Interesting, how does that work?
 


On Fri, Dec 13, 2019 at 12:49 PM Matthew K. <softm...@gmx.com> wrote:




 


I'm not sure if that could be a problem. I'm *not* running snadalone Spark. I applied some modifications to the code to run Beam tasks on k8s cluster using spark-submit. Therefore, worker nodes are spawned when spark-submit is called and connect to the master, and are supposed to be destroyed when job is finished.

 

Therefore, the crash should have some other reason.

 

Sent: Friday, December 13, 2019 at 2:37 PM
From: "Kyle Weaver" <kcwea...@google.com>
To: dev <dev@beam.apache.org>
Subject: Re: Beam's job crashes on cluster


Correction: should be formatted `spark://host:port`. Should follow the rules here: https://spark.apache.org/docs/latest/submitting-applications.html#master-urls
 


On Fri, Dec 13, 2019 at 12:36 PM Kyle Weaver <kcwea...@google.com> wrote:


You probably will want to add argument `-PsparkMasterUrl=localhost:8080` (or whatever host:port your Spark master is on) to the job-server:runShadow command.
 

Without specifying the master URL, the default is to start an embedded Spark master within the same JVM as the job server, rather than using your standalone master.

 


On Fri, Dec 13, 2019 at 12:15 PM Matthew K. <softm...@gmx.com> wrote:




Job server is running on master node by this:

 


./gradlew :runners:spark:job-server:runShadow --gradle-user-home `pwd`

 

Spark workers (executors) run on separate nodes, sharing /tmp (1GB size) in order to be able to access Beam job's MANIFEST. I'm running Python 2.7.

 

There is no other shared resources between them.

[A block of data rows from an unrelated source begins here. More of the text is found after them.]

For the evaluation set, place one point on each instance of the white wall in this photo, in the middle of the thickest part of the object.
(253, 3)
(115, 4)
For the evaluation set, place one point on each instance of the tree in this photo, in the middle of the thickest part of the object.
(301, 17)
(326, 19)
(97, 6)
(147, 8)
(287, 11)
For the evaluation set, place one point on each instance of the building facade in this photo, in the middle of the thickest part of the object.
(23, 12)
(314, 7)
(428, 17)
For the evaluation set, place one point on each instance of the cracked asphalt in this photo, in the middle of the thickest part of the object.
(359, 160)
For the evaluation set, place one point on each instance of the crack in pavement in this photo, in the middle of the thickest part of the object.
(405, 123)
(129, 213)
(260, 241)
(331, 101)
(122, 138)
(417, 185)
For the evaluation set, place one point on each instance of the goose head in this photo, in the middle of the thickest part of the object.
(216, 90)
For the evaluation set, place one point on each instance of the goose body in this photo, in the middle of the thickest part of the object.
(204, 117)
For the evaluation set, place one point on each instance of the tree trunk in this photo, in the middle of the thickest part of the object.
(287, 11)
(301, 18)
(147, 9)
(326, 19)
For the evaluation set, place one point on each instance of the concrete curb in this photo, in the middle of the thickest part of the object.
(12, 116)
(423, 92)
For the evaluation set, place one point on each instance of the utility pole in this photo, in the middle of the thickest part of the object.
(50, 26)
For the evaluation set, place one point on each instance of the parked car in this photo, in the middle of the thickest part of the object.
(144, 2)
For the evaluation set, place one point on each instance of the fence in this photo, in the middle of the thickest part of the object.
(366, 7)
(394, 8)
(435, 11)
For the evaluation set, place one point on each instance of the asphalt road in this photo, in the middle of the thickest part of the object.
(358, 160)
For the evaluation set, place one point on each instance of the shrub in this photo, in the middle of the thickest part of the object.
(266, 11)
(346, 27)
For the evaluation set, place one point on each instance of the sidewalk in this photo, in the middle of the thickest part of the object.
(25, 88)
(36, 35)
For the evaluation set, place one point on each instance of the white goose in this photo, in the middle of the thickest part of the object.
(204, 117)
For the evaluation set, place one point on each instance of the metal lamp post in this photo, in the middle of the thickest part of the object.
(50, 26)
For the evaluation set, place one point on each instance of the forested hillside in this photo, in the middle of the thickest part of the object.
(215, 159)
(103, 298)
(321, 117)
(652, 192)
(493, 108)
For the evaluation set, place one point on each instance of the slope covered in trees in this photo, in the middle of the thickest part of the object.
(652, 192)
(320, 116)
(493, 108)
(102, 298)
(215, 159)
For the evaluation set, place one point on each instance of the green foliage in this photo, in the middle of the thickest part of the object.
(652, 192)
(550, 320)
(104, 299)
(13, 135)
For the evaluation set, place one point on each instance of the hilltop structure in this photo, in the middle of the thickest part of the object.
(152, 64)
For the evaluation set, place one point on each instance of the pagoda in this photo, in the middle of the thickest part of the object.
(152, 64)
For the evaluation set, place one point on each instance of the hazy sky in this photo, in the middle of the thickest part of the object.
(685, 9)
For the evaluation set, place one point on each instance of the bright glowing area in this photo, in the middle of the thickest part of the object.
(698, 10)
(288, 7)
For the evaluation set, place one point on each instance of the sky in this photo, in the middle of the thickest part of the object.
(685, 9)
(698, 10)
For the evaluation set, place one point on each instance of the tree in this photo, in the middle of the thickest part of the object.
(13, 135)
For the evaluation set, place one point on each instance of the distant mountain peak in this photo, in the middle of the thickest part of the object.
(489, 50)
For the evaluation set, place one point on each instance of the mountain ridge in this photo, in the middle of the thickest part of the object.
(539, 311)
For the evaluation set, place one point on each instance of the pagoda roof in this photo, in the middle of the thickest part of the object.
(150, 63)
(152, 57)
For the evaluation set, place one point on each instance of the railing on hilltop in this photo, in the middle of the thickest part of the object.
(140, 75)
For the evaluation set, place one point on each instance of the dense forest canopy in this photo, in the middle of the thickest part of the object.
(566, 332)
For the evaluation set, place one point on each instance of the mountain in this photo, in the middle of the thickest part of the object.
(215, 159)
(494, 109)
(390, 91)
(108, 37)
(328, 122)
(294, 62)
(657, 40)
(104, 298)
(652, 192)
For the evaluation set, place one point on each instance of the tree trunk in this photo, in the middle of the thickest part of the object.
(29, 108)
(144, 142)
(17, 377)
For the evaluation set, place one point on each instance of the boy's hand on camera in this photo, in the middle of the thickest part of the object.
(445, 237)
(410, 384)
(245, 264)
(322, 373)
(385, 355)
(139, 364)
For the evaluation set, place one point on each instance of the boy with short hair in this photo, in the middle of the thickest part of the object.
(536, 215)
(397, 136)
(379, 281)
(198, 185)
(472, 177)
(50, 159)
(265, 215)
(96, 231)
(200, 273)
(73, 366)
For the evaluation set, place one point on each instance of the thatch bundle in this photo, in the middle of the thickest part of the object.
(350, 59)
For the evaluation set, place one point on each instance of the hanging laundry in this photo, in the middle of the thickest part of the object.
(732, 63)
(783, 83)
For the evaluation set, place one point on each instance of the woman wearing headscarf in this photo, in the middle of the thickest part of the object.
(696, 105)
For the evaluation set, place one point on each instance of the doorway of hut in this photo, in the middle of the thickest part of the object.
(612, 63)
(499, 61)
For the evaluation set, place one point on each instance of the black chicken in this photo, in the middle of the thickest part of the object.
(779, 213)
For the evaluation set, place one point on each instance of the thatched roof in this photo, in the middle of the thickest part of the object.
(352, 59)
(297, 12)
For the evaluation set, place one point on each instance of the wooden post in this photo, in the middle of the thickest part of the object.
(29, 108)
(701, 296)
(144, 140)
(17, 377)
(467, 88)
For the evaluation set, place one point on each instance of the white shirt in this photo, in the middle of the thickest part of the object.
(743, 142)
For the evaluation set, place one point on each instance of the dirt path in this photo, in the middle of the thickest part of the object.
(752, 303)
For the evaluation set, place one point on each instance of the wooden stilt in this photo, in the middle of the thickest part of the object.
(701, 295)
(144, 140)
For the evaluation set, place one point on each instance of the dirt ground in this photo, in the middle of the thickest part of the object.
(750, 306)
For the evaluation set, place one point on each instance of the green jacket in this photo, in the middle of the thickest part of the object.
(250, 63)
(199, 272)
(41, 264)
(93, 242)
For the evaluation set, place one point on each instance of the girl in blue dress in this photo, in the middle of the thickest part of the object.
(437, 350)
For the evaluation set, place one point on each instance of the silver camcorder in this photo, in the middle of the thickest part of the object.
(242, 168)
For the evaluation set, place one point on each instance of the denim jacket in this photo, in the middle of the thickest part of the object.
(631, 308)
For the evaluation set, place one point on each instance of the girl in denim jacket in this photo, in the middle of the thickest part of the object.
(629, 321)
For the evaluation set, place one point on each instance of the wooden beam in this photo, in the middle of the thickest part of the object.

A pure Spark job works fine on the cluster (as far as I tested a simple one). If I'm not wrong, beam job executes with no problem when all master and workers run on the same node (but separate containers).

 

Sent: Friday, December 13, 2019 at 1:49 PM
From: "Kyle Weaver" <kcwea...@google.com>
To: dev@beam.apache.org
Subject: Re: Beam's job crashes on cluster




> Do workers need to talk to job server independent from spark executors?

 

No, they don't.

 

From the time stamps in your logs, it looks like the sigbus happened after the executor was lost.

 

Some additional info that might help us establish a chain of causation:

- the arguments you used to start the job server?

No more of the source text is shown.